Author contributions
D.N.A contributed to the conception and design of the study, coordinated the data collection process at the Jakarta Eye Center (JEC) Menteng, and wrote the initial draft of the manuscript.
G.G.S. provided critical revisions to the manuscript for important intellectual content, assisted in the interpretation of the data, and supervised the overall research project.
E.T. managed the data collection at the Jakarta Eye Center (JEC) Kedoya, performed the statistical analysis, and contributed to the interpretation of the data.

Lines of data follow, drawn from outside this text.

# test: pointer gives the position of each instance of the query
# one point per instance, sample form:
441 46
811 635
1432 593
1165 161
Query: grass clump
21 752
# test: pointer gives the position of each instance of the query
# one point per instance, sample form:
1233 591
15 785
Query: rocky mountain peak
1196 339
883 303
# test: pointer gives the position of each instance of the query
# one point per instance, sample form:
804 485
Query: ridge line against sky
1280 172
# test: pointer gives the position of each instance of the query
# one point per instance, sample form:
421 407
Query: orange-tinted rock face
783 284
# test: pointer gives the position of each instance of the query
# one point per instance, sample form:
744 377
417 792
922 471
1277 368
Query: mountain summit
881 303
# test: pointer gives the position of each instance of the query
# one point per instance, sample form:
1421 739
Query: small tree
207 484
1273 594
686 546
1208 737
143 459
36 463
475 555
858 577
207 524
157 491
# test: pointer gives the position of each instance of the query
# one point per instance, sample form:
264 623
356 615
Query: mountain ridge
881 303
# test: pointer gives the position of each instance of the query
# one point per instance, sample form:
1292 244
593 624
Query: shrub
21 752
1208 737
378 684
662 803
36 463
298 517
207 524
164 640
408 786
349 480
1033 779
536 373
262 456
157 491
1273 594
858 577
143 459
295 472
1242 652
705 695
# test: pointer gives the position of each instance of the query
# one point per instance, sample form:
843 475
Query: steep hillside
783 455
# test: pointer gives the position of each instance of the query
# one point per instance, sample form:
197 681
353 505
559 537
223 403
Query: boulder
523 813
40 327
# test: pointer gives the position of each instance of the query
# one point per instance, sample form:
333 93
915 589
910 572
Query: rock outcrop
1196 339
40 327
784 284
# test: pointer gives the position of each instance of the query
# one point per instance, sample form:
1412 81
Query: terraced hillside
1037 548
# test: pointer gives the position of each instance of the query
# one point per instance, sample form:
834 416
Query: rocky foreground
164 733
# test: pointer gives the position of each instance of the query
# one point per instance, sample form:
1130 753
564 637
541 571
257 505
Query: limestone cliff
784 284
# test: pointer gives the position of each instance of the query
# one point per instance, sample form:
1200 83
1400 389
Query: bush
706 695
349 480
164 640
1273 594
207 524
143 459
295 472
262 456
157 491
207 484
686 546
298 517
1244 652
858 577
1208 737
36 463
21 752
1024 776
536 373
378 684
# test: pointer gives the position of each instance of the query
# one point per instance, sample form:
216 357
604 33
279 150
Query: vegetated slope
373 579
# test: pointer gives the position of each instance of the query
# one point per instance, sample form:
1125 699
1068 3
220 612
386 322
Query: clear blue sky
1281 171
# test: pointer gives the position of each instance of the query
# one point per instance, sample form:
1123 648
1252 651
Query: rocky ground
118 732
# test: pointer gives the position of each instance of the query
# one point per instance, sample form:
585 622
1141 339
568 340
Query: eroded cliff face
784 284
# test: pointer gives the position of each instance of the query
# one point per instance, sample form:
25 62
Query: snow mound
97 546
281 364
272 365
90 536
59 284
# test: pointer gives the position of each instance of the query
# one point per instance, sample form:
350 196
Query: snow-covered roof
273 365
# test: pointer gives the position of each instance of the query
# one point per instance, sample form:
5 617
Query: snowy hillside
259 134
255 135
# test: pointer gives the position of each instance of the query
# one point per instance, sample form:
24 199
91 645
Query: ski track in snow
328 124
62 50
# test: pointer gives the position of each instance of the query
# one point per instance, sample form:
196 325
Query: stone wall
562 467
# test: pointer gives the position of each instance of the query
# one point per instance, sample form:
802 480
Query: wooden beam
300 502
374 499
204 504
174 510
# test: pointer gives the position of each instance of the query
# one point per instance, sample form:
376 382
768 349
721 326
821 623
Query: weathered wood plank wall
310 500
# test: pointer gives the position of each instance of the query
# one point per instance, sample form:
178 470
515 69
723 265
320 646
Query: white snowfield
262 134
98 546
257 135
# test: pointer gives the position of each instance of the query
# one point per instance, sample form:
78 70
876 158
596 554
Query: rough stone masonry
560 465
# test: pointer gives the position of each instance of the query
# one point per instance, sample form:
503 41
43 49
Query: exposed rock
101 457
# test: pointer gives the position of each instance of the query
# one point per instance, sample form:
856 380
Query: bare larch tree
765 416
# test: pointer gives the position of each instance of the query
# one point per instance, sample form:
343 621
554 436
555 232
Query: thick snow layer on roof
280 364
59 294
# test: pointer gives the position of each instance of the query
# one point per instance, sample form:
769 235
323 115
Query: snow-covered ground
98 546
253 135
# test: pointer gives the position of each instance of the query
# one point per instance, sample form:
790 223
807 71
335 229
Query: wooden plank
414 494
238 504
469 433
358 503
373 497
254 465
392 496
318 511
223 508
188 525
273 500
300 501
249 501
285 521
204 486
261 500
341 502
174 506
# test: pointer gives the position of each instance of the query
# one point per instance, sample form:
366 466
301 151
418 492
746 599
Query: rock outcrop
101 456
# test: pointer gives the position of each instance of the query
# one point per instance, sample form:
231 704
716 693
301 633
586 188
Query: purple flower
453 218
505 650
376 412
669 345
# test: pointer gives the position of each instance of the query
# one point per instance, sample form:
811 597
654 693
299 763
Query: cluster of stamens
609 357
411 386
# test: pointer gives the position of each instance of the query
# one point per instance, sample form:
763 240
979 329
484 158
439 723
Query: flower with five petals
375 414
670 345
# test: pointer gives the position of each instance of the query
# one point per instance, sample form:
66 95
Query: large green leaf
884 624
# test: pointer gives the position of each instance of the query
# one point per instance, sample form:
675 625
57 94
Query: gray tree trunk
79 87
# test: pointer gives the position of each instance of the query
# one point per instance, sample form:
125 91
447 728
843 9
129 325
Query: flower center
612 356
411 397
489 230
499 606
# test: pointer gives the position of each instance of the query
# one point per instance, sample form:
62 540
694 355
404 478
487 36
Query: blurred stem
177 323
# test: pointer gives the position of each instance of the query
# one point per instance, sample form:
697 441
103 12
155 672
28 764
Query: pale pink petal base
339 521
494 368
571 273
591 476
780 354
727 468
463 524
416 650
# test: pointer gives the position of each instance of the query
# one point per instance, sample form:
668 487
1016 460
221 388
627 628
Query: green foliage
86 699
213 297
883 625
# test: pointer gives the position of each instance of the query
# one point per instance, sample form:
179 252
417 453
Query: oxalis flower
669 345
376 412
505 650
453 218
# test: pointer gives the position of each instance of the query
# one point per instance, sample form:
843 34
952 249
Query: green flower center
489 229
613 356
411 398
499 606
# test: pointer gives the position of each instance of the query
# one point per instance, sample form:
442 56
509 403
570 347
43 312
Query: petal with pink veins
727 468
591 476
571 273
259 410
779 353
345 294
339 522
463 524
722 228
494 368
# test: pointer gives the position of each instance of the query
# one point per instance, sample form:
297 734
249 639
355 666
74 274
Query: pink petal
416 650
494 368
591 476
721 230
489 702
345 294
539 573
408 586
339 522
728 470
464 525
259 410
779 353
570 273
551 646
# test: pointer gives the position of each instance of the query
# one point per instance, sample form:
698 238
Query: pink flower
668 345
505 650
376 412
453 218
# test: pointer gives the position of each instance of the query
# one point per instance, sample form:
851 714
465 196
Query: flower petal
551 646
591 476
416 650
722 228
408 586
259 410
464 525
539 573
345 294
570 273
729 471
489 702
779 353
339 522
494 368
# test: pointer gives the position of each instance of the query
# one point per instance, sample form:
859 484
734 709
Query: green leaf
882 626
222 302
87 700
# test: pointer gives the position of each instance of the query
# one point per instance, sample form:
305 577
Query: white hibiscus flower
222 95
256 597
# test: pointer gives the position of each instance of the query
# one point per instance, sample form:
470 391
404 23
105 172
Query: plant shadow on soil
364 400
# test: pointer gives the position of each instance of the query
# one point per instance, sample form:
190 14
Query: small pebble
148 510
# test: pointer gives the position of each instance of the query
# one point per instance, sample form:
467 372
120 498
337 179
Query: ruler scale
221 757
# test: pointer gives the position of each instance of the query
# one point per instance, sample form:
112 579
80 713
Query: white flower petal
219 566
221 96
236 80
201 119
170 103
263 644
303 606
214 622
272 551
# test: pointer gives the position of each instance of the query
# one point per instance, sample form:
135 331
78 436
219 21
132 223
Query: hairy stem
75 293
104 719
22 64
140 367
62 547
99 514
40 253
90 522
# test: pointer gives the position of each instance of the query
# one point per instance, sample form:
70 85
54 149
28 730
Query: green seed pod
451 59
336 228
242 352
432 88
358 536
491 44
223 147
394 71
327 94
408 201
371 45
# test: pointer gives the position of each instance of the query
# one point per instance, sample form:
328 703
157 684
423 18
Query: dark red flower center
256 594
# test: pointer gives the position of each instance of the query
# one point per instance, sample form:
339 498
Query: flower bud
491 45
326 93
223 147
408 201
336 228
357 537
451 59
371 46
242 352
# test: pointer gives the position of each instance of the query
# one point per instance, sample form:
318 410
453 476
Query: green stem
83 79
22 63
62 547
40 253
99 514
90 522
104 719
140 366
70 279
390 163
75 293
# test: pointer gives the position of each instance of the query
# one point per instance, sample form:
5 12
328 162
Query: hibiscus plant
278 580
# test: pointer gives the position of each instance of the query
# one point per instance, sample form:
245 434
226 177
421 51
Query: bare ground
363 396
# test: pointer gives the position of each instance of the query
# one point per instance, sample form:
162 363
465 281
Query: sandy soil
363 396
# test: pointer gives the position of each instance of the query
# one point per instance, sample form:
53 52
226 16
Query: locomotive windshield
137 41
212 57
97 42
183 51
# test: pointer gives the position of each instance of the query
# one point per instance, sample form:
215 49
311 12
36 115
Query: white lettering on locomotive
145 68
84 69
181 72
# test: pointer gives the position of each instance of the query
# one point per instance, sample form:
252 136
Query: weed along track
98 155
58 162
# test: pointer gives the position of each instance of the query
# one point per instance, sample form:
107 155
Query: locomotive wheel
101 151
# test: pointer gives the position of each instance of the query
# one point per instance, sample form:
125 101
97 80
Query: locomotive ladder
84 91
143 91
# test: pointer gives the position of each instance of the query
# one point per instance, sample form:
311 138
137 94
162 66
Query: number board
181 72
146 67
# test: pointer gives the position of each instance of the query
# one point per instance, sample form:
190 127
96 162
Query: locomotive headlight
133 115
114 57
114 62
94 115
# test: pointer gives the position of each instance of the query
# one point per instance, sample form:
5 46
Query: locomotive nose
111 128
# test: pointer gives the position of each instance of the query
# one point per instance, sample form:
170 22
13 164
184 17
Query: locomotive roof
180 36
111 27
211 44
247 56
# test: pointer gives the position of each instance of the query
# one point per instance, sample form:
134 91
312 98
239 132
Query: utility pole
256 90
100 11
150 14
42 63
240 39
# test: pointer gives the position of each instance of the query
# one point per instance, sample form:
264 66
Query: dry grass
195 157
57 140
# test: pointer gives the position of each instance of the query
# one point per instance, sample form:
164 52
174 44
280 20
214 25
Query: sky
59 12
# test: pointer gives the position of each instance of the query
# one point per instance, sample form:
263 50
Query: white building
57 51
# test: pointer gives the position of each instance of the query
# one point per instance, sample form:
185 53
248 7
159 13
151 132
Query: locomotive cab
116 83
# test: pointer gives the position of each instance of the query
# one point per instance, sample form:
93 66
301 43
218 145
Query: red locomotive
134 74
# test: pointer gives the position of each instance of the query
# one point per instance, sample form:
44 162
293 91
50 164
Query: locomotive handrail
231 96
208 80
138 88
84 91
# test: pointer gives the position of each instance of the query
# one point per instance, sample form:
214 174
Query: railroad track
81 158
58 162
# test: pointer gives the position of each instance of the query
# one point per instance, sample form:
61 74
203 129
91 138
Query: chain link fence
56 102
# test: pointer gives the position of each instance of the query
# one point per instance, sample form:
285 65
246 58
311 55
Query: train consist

All authors have read and approved the final version of the manuscript.
Funding
Personal funds.
Acknowledgments
The authors acknowledge the support provided for this study in the form of institutional resources and access to patient medical records from the corresponding hospitals, JEC Menteng and Kedoya. We extend our gratitude to the staff at both centers for their assistance in data collection and patient management. Additionally, we thank the institutional review board for approving the study and ensuring adherence to the principles of the Declaration of Helsinki.
Conflict of interest
The authors report no conflict of interest.